NUMBER_OF_CLASSES = 6 # Reduced set has only 4 genres

### Load data

In [3]:
def load_data(json_file):
    with open(json_file, "r") as fp:
        data = json.load(fp)
        
        # Note: mfcc was converted from a numpy array to list before storing in JSON
        #  Need convert back to numpy array
        X = np.array(data["mfcc"])
        y = np.array(data["labels"])
        
    return X, y

### 1. Create train/validation/test sets (unseen)
--------------------------------------------------------

#### Note: CNN expects a 3-D array.
    - Our data was saved with the following parameters
    - num_mfcc=13; num_segments=10; num_mfcc_vectors_per_segment: 130
    - X.data.shape:  (80, 130, 13)
    - y.data.shape:  (80,)
    
    - X.data.shape: dim-1: No of samples = 4 classes * 2 .wav files per genre * 10 segments = 80, 
    -               dim-2: time-bins = 130, 
    -               dim-3: mfcc-features = 13)

### For CNN we need to add an additional channel: 
    - Loaded X is (80, 130, 1)
    - For CNN, X needs to be (130, 13, 1)
    - The 3rd dim is the CHANNEL so will be 1
    - So X becomes actually a 4D arraay with the added channel dim

In [4]:
def prepare_datasets(test_size=0.25, validation_size=0.2):
    # load data
    X, y = load_data(JSON_DATA_FILE)
    
    # create train/test split
    X_train, X_test, y_train, y_test = train_test_split(X, y, test_size=test_size)
    
    # create train/validation set
    X_train, X_validation, y_train, y_validation = train_test_split(X_train, y_train, 
                                                                    test_size=validation_size)
    
    # CNN expects a 3-D array
    # -----------------------
    # Our data was saved with the following parameters
    #    num_mfcc=13; num_segments=10; num_mfcc_vectors_per_segment: 130
    # X.data.shape: dim-1: No of samples = 4 classes * 2 .wav files per genre * 10 segments = 80, 
    #               dim-2: time-bins = 130, 
    #               dim-3: mfcc-features = 13)
    # y.data.shape:  (80,)
    #
    #
    # For CNN we need to add an additional channel: 
    # - Loaded X is (80, 130, 1)
    # - For CNN, X needs to be (130, 13, 1)
    # - The 3rd dim is the CHANNEL so will be 1
    # - So X becomes actually a 4D arraay with the added channel dim
    
    # Create the 3-D array for X_train, but first add newaxis for channel
    X_train = X_train [..., np.newaxis]           # 4D array = [num_sample, 130, 13, 1]
    X_validation = X_validation [..., np.newaxis] # -- "" --
    X_test = X_test [..., np.newaxis]             # -- "" --
    
    # Return the 4-D data
    return  X_train, X_validation, X_test, y_train, y_validation, y_test

### 2. Build the CNN network

In [5]:
def build_model(input_shape):
    
    # Ceate model
    model = keras.Sequential()
    # 1st conv. layer (along with max-pooling,normalize output - which speeds up training)
    model.add(keras.layers.Conv2D(filters=32, kernel_size=(3,3), activation='relu', 
                                  input_shape=input_shape))
    model.add(keras.layers.MaxPooling2D((3,3), strides=(2,2), padding='same'))
    model.add(keras.layers.BatchNormalization())              
    
    # 2nd. conv. layer - same as above.
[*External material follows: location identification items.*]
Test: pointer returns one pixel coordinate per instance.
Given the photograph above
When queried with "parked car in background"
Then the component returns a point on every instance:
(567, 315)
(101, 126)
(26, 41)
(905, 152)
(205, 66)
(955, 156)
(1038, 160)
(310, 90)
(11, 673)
Note input shape remains same
    model.add(keras.layers.Conv2D(filters=32, kernel_size=(3,3), activation='relu', 
                                  input_shape=input_shape))
    model.add(keras.layers.MaxPooling2D((3,3), strides=(2,2), padding='same'))
    model.add(keras.layers.BatchNormalization())                      
    
    # 3rd. conv. layer - same as above but reduce filter sizes (both kernel and pooling)
    # Again, note, input shape remains same
    model.add(keras.layers.Conv2D(filters=32, kernel_size=(2,2), activation='relu', input_shape=input_shape))
    model.add(keras.layers.MaxPooling2D((2,2), strides=(2,2), padding='same'))
    model.add(keras.layers.BatchNormalization()) 
    
    # Flatten the output and feed to a dense layer, also add dropout to reduce over-fitting
    model.add(keras.layers.Flatten())
    model.add(keras.layers.Dense(64, activation='relu'))
    model.add(keras.layers.Dropout(0.3))
    
    # Final output layer with softmax) for classification
    # Neurons = number of classes i.e. genres = NUMBER_OF_CLASSES
    model.add(keras.layers.Dense(NUMBER_OF_CLASSES, activation='softmax'))
    
    return model

### Utility functions: 
1. Plot accuracy/loss curves
2. Load JSON data file and return genre names

In [6]:
def plot_history (history, regularization_flag=False):

    fig, axs = plt.subplots(2, figsize=(12, 8)) # width, height
    
    # Accuracy sub-plot
    axs[0].plot(history.history["acc"], label="Training accuracy")
    axs[0].plot(history.history["val_acc"], label="Test accuracy")
    axs[0].set_ylabel("Accuracy")
    axs[0].legend(loc="lower right")
    axs[0].set_facecolor('#FFFFF0') # little darker biege: #F5F5DC
    if regularization_flag: axs[0].set_title("Accuracy plot (with regularizatiton)")
    else: axs[0].set_title("Accuracy plot")
    
    # Error (loss) sub-plot
    axs[1].plot(history.history["loss"], label="Training error")
    axs[1].plot(history.history["val_loss"], label="Test error")
    axs[1].set_ylabel("Error")
    axs[1].set_xlabel("Epochs")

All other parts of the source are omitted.